Writing SQL That Wows the Interviewer

1 min read

Your Guide to Advanced SQL

Once an interviewer knows you can write a basic JOIN, they'll want to see how you handle real business problems. 'Find the top 3 highest-paid employees in each department' or 'Calculate the running total of sales for each day.'

Trying to solve these with basic GROUP BY queries is either impossible or leads to a horribly complex and slow query.

This is where advanced SQL comes in. Knowing these two concepts will instantly set you apart:

Window Functions (PARTITION BY): These are the magic bullet. They let you perform aggregate calculations (like SUM, AVG, RANK) without collapsing your rows.
Common Table Expressions (CTEs): These let you break down a complex, unreadable query with 10 nested subqueries into clean, logical, step-by-step 'temporary' tables.

This cluster will teach you how to use these tools to write clean, powerful, and impressive SQL.

Window Functions: `ROW_NUMBER()`, `RANK()`, `PARTITION BY`

Interview Question: 'How would you find the top 3 salaries per department?'

This is the classic window function question. A GROUP BY can't solve this because it would collapse all the employee rows.

Answer: 'I would use a Window Function like ROW_NUMBER(), using PARTITION BY to restart the ranking for each department.'

A window function performs a calculation across a 'window' of rows related to the current row. The OVER (PARTITION BY ...) clause defines that window.

Code Example: Solving the Problem

The Data (Employees Table):

| Name | Department | Salary | |---|---|---| | Alice | Sales | 90000 | | Bob | Sales | 85000 | | Carol | Sales | 80000 | | David | Sales | 75000 | | Eve | HR | 70000 | | Frank | HR | 65000 | | Grace | HR | 60000 |

First, we write a query to 'rank' the employees. We'll use a CTE to make it readable.

WITH RankedSalaries AS (
  SELECT 
    Name,
    Department,
    Salary,
    -- This is the window function:
    ROW_NUMBER() OVER(PARTITION BY Department ORDER BY Salary DESC) AS RankNum
  FROM Employees
)
-- 'RankedSalaries' is a temporary result that looks like:
-- Name | Department | Salary | RankNum
-- Alice | Sales | 90000 | 1
-- Bob | Sales | 85000 | 2
-- Carol | Sales | 80000 | 3
-- David | Sales | 75000 | 4
-- Eve | HR | 70000 | 1  (Notice the rank restarted for HR)
-- Frank | HR | 65000 | 2
-- Grace | HR | 60000 | 3

-- Now, we just select from our ranked results:
SELECT Name, Department, Salary, RankNum
FROM RankedSalaries
WHERE RankNum <= 3;

The Result: Alice, Bob, Carol, Eve, Frank, and Grace are returned.

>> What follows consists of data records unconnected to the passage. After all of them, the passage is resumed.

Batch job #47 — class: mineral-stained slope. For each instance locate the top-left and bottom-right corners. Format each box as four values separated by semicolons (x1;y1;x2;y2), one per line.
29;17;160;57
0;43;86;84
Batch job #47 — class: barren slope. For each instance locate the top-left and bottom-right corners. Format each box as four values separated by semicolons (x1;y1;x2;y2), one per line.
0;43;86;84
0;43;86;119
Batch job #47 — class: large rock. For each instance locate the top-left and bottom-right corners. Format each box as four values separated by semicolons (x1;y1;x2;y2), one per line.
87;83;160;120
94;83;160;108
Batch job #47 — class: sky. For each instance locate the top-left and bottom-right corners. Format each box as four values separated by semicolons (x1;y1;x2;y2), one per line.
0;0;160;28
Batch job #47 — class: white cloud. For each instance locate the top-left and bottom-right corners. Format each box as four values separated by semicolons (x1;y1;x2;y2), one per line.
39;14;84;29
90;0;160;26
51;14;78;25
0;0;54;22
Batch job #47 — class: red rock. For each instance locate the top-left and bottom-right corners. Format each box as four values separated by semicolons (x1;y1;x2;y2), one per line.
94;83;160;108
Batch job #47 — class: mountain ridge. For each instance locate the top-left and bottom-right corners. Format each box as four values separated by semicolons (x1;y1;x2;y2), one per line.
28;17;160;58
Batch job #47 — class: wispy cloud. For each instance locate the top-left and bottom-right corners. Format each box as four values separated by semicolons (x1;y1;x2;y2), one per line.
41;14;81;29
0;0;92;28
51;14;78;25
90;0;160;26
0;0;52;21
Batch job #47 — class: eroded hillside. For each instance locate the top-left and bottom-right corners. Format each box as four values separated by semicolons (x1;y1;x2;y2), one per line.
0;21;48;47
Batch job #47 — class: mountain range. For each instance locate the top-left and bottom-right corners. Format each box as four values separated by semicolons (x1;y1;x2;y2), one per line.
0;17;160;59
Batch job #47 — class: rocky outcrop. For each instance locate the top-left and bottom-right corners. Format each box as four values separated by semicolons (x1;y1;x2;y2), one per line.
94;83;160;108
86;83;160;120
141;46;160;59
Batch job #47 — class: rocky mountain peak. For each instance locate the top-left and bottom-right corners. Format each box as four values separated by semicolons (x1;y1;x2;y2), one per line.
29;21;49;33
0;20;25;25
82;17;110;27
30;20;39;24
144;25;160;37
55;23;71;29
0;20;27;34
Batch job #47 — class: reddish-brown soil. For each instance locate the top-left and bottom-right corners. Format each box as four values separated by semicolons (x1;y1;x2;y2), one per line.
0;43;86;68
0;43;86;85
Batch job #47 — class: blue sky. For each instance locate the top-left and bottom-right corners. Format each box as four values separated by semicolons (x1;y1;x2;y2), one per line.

David (rank 4) is filtered out. This is a clean, powerful solution.

`ROW_NUMBER()` vs. `RANK()` vs. `DENSE_RANK()`

The interviewer might ask a follow-up:

ROW_NUMBER(): Gives a unique, sequential number (1, 2, 3, 4).
RANK(): Skips numbers if there's a tie. (1, 2, 2, 4).
DENSE_RANK(): Does not skip numbers for ties. (1, 2, 2, 3).

CTEs (Common Table Expressions): When to Use Them

Interview Question: 'What is a CTE and why would you use one?'

Answer: 'A CTE, or Common Table Expression, is a temporary, named result set that you define using a WITH clause. The main reason to use one is readability. It lets you break a single, massive, complex query into logical, readable 'steps', almost like variables in programming.'

'Before': The 'Nested Subquery' Mess

Imagine you need to get all orders from 'Sales' employees, and then get the total sum. This is hard to read.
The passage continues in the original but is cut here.